Hi my name is Victor I'am 6 months old and I was just adopted from the animal shelter.


----------



## Ozkar (Jul 4, 2011)

Looks very much like a Kelpie to me. If it starts rounding stuff up, it's definitely a Kelpie. Great sheep and cattle dogs, but just like a Vizsla, they are a very, very, very high energy dog. Get ready for a whirlwind!!!


----------



## mswhipple (Mar 7, 2011)

Hello, victor, and welcome!

You know, I had never heard of a Kelpie before, so I looked it up in Google Images. I think you are right, Ozkar... and they seem to come in all colors. Maybe this particular pooch is a Kelpie with a little Vizsla mixed in. Impossible to know for sure, though!


----------



## harrigab (Aug 21, 2011)

yep. Kelpie was my first thought too


----------



## Ozkar (Jul 4, 2011)

mswhipple said:


> Hello, victor, and welcome!
> 
> You know, I had never heard of a Kelpie before, so I looked it up in Google Images. I think you are right, Ozkar... and they seem to come in all colors. Maybe this particular pooch is a Kelpie with a little Vizsla mixed in. Impossible to know for sure, though!


looks pretty much all Kelpie to me MW.... I have trained over 12 of these over the years as sheep and cattle dogs. Bloody hard workers.... and they love it!!! A very focussed dog and if you think a v is hard work, get a Kelpie and it will put things in perspective.   They have trouble relaxing


----------



## mswhipple (Mar 7, 2011)

Sounds like my sister (who I love dearly)!
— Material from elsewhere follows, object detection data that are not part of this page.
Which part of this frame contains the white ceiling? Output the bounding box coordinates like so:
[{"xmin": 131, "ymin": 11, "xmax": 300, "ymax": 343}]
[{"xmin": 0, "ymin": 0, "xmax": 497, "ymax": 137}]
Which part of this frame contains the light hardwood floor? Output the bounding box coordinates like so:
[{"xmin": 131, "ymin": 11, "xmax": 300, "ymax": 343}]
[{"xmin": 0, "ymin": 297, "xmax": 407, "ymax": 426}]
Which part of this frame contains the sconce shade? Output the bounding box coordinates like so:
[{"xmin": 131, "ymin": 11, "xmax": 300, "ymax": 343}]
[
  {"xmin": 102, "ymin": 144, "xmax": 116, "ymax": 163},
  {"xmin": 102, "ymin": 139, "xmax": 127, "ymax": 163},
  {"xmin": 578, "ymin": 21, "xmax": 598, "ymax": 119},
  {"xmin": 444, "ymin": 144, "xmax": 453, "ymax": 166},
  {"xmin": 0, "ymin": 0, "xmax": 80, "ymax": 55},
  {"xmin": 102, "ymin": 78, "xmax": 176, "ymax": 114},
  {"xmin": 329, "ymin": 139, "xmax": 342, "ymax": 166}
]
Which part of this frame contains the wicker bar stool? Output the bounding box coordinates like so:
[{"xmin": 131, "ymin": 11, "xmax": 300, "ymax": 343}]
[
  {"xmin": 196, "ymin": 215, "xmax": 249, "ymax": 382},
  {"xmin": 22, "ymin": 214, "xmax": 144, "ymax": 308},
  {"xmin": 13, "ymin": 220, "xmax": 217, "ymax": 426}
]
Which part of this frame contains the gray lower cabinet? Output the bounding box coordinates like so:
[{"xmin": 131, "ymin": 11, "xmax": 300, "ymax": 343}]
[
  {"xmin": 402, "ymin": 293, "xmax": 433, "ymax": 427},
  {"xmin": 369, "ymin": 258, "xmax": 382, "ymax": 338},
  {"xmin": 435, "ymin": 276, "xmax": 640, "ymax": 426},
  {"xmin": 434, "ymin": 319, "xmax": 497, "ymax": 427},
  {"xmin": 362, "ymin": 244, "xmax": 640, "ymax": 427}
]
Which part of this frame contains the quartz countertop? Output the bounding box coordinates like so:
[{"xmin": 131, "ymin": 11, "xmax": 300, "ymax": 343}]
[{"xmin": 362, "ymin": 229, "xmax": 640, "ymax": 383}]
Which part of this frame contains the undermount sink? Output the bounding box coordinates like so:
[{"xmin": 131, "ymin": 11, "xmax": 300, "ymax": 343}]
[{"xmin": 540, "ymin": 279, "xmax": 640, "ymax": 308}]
LOL ;D


----------



## threefsh (Apr 25, 2011)

My friend has a kelpie - he definitely looks like one to me. They are one of the few non-hunting breeds that easily matches Riley in energy level!


----------



## SteelCityDozer (Aug 25, 2011)

No matter what he is I love him. He is adorable. But we know not to bring dogs home just for their looks so I hope you can find out what his instincts are and put them to use.


----------